The properties ttl and ts are marked as read-only which is, in my opinion wrong because the ttl can be updated, and ts changes with every update or replace:

export declare class Document extends DocumentReference {
    readonly ts: TimeStub;
    readonly ttl?: TimeStub;
    constructor(obj: {
        coll: Module | string;
        id: string;
        ts: TimeStub;
        [key: string]: any;
    });
    toObject(): {
        coll: Module;
        id: string;
        ts: TimeStub;
        ttl?: TimeStub;
    };
}

Hi @Mike! I know from previous posts that you’ve been working on some ORM-like domain types to work with your data. Would you be able to elaborate on what you are doing now and why you want to mutate the ttl directly on the Document class instance?

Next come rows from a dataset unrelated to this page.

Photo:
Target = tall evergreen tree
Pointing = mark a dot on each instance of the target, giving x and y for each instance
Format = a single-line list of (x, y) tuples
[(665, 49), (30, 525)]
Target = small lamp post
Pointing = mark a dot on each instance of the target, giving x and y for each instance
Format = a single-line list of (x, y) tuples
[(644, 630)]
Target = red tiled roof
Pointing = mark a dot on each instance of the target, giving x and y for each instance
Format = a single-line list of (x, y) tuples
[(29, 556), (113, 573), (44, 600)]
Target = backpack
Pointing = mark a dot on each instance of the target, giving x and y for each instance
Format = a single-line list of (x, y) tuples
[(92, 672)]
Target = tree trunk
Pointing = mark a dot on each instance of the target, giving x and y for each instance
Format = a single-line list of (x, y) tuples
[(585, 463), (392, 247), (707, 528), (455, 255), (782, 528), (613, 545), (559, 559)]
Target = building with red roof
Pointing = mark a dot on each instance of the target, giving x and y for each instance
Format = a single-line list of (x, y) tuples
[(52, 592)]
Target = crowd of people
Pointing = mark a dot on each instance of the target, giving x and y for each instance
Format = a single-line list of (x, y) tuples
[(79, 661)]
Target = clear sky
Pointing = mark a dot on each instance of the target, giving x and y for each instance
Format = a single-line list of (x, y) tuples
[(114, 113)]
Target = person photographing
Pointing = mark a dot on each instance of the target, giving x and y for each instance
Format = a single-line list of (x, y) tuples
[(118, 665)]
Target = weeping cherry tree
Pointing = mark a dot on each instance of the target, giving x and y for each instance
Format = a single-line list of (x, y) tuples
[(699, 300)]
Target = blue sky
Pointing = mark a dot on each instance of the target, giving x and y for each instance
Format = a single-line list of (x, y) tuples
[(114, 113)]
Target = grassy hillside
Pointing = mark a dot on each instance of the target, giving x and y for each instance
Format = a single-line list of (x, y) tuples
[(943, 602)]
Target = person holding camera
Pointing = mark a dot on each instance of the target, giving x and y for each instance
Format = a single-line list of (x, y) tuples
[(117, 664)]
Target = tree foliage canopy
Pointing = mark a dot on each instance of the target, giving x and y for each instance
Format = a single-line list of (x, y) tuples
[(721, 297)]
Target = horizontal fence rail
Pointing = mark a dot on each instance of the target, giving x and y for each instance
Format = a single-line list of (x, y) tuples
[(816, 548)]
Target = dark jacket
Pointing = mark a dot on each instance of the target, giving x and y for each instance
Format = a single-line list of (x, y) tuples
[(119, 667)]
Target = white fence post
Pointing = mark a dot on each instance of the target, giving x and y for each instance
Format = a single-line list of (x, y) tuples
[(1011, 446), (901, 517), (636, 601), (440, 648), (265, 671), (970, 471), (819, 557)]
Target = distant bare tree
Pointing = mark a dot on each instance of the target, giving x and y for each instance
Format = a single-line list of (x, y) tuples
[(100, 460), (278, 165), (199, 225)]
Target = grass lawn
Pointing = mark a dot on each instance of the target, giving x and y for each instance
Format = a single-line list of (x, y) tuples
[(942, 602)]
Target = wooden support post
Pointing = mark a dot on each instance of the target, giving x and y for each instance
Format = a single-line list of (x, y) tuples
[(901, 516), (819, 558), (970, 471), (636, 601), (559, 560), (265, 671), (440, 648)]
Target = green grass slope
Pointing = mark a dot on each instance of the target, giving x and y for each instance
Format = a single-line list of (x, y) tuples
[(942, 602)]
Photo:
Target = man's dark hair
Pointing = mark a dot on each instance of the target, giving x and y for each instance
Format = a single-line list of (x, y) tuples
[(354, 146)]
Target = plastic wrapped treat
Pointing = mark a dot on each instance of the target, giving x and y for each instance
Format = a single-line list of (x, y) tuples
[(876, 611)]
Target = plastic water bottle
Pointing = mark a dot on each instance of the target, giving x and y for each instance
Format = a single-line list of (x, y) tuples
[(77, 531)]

We have intentionally made the typed Document responses from Fauna read-only. When you read a Document from the database, you have only a snapshot in time of that Document, and the immutability is intended to reflect that.

When you use one of the Document types as an argument in a query using the fql function we don’t send any of the data, but only send it as a reference. This is because there is no way of knowing if that Document has changed since you read it last.

The provided types are not meant for the user to mutate them in place and commit the changes. Rather, we are trying to provide round-trip-ability and semantics that make sense for working with a remote data store.

Consider a case where you mutate the data for the Document class and then provide it as a query argument:

const response = await client.query(fql`User.all().first()!`)
const user = response.data // { name: "Paul", ... }

// at some point, change the data
user.name = "Paul Paterson"

// then later use in a query
await client.query(fql`
  let user = ${user}
  // What should `user.name` be here?!
  // ...
`)

What should the value of user.name be in the second query? The answer is neither “Paul” nor “Paul Paterson”, per se, but whatever value is currently in the database.

Hi @ptpaterson,
our ORM is a typed replication of the FQL language in Typescript. So you can write directly e.g. User.byId("1") instead as string fql'UserById("")'. Behind the scene we have a normalized cache acting as something like a local fauna database for all fetched documents including refetch and streaming mechanisms.

So if you call User.byId("1").update({}), the local cache will be optimisticaly updated and then send to Fauna and as soon the response arrives from Fauna, the cache will be updated again.
Leading to the point, that in our case the local documents are a replication of the documents in the Fauna database instead of a one-time snapshot.